The many faces of AI in the Phishing-website landscape
Seminar University of St. Gallen
Saint Gallen, Switzerland
Oneliner: What are some ways in which AI can be used in the context of phishing websites?
Phishing websites are everywhere. This fact may come at a surprise when considering the thousands of papers proposing artificial-intelligence (AI) techniques to counter this threat. Some of these techniques “work”, i.e., they can reliably detect phishing websites—which is clearly an encouraging result. However, many “state-of-the-art” AI methods can also be trivially fooled with little effort by naive attackers—which is clearly a disheartening result. Finally, AI methods can also be offensively used by attackers to circumvent AI-based detectors—which is clearly a worrying result.
In this talk, I will explore these three complementary classes of results, each denoting a different “face” of AI. Specifically, I will explain on how AI can be used to catch phish. Then, I will show how to trivially evade these AI-based methods with simple modifications that anyone could do.
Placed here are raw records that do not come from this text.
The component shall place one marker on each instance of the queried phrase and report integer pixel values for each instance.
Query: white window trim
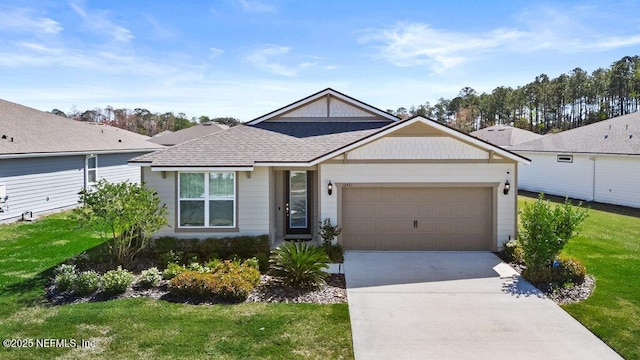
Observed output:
(88, 183)
(208, 198)
(564, 158)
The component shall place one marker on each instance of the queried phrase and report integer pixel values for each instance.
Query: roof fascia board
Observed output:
(75, 153)
(318, 95)
(200, 168)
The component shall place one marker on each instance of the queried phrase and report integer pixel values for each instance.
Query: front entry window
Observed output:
(207, 199)
(298, 200)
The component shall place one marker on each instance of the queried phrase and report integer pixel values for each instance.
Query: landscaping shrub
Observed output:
(335, 252)
(328, 231)
(545, 231)
(228, 281)
(300, 264)
(512, 252)
(170, 257)
(87, 282)
(172, 271)
(65, 277)
(116, 281)
(125, 213)
(244, 247)
(568, 270)
(149, 278)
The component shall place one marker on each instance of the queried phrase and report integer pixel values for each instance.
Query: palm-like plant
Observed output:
(299, 264)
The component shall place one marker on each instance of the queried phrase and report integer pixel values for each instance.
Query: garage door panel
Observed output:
(417, 218)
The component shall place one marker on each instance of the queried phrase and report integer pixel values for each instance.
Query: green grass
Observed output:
(144, 328)
(609, 245)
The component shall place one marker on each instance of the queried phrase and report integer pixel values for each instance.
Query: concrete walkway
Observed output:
(456, 305)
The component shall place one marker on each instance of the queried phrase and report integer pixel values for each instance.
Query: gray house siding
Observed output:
(47, 184)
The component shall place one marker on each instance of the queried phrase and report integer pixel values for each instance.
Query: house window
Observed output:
(207, 199)
(91, 169)
(565, 158)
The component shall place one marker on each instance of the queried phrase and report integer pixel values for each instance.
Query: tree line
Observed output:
(544, 105)
(141, 121)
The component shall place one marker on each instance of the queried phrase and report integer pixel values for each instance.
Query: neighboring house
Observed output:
(502, 135)
(390, 184)
(190, 133)
(597, 162)
(45, 159)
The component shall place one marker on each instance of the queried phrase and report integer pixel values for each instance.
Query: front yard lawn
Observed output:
(609, 245)
(145, 328)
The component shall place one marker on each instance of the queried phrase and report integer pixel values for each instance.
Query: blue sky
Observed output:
(244, 58)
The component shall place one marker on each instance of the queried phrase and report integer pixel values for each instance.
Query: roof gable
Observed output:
(619, 135)
(502, 135)
(462, 145)
(326, 106)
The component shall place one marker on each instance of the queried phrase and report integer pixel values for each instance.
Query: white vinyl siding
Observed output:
(618, 180)
(91, 169)
(546, 174)
(207, 199)
(426, 174)
(46, 184)
(603, 178)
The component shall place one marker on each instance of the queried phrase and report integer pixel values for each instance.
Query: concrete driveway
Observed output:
(456, 305)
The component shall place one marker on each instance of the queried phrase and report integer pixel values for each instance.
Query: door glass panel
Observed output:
(298, 199)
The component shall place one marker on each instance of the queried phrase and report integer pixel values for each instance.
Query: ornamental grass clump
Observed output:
(65, 277)
(300, 265)
(546, 229)
(228, 280)
(149, 278)
(87, 282)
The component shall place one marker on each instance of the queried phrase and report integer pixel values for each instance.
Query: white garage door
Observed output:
(432, 219)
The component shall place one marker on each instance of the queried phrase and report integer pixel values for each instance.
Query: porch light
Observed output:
(507, 186)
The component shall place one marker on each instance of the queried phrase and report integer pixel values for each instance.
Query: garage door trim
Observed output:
(493, 185)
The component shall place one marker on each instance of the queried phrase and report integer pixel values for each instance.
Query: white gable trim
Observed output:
(319, 95)
(453, 133)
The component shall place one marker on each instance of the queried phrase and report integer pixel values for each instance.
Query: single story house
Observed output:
(46, 159)
(391, 184)
(503, 135)
(597, 162)
(169, 138)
Finally, I will reveal more sophisticated—but still affordable—ways to maliciously use AI tools to circumvent phishing detectors powered by AI. During this journey I will also emphasize the role of the end-user: ultimately, a phishing website must deceive a human—not an AI.
(Shoutout to Katerina Mitrokotsa, who “hosted” me for this talk! It was great to see her again after meeting her for the first time in Dagstuhl.)